Film Photography Project's aims to increase the use of film and film cameras. In doing so, they opened up an online store which gives folks a chance to try out films that they might never see otherwise. A few weeks ago, Mike sent me a small package with three rolls of the Ukrainian-made Svema FN64. Now, the last time I tried a roll of Svema, it was one that had been produced in the 1970s. This latest batch of film is not that. This is a fresh film, and FPP is selling it in individual rolls and in bulk rolls. I have no idea how they find this stuff, but the word must get around! Anyhow, the film has an ISO of 64, and is made on what looks to be a PET base, not acetate. Therefore, be careful when respooling from bulk rolls, because that film base has "light piping" -- it transmits light like a fiber optic. The good thing is that the PET base is very flat and not prone to curling and scans very well. My first question after shooting a roll of something new is, "Do I like it?" That is, if I like the appearance of the negatives when I hang the film to dry, it's a good chance I'll like the results.
My first roll of the FN64 was shot in my always-dependable Nikon FM2N with a 50mm f/2 lens -- the standby. I shot the film at the box ISO of 64. The film was developed in Rodinal 1:25 for 6 minutes and 15 seconds at 20°C. I greatly enjoyed seeing the used developer pour out as a dark purple -- much as when I used to shoot the Agfa films.
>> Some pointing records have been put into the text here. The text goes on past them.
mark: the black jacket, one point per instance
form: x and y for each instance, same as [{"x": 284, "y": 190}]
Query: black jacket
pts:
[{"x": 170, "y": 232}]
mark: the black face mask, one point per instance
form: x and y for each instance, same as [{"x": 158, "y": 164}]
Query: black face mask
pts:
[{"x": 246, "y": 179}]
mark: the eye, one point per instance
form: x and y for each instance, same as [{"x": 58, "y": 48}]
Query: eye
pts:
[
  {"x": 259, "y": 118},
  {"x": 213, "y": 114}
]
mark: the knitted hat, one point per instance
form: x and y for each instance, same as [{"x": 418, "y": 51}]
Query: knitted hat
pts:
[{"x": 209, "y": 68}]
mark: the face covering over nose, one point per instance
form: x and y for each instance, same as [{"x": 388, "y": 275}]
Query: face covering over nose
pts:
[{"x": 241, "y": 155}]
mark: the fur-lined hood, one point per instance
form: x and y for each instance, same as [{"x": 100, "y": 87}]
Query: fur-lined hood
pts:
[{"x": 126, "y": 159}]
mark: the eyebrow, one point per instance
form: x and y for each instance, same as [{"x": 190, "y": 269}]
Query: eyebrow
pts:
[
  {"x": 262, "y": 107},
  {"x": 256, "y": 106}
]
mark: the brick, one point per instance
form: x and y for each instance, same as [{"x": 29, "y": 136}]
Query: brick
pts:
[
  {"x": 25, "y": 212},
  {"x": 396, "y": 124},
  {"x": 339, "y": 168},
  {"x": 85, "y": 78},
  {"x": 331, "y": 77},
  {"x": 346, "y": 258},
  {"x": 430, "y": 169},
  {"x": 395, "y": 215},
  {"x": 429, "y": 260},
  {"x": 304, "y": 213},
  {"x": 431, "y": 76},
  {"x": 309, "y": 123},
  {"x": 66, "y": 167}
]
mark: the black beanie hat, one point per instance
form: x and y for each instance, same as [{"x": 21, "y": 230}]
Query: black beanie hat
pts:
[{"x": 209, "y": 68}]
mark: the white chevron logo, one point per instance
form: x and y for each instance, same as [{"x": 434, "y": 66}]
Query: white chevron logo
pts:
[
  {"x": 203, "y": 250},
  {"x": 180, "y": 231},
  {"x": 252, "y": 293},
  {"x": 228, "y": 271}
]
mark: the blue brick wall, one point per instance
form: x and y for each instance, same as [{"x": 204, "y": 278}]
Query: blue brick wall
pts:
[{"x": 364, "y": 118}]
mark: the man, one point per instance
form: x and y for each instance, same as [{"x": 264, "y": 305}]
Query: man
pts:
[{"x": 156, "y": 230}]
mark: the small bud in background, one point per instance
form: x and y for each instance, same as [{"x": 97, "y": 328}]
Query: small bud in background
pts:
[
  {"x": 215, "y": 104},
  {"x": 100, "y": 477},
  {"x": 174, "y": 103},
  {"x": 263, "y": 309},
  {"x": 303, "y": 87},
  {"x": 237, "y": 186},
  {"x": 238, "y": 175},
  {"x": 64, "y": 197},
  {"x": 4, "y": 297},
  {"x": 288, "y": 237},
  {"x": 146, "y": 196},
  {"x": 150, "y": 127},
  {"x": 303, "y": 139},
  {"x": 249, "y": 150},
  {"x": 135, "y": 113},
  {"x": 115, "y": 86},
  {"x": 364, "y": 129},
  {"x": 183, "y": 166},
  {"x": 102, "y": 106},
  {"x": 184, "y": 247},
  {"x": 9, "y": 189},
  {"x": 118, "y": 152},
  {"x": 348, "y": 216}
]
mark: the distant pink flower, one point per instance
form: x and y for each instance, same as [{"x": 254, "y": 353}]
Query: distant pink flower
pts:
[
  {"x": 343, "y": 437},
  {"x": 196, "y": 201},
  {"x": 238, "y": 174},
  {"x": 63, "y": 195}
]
I shot the roll walking around the campus during my lunch hour last week -- one of the days where it seemed like we are finally in the grip of spring and not winter. The film has some grain which may be more noticeable due using Rodinal. However, the grain is not unpleasing, and the shadow detail is very good. I am pleased with the results from the scans, and it looks like this film would produce some good prints. I'll shoot the other two rolls, and probably buy a bulk roll soon. Thanks to Mike and the FPP for giving me a chance to try this out!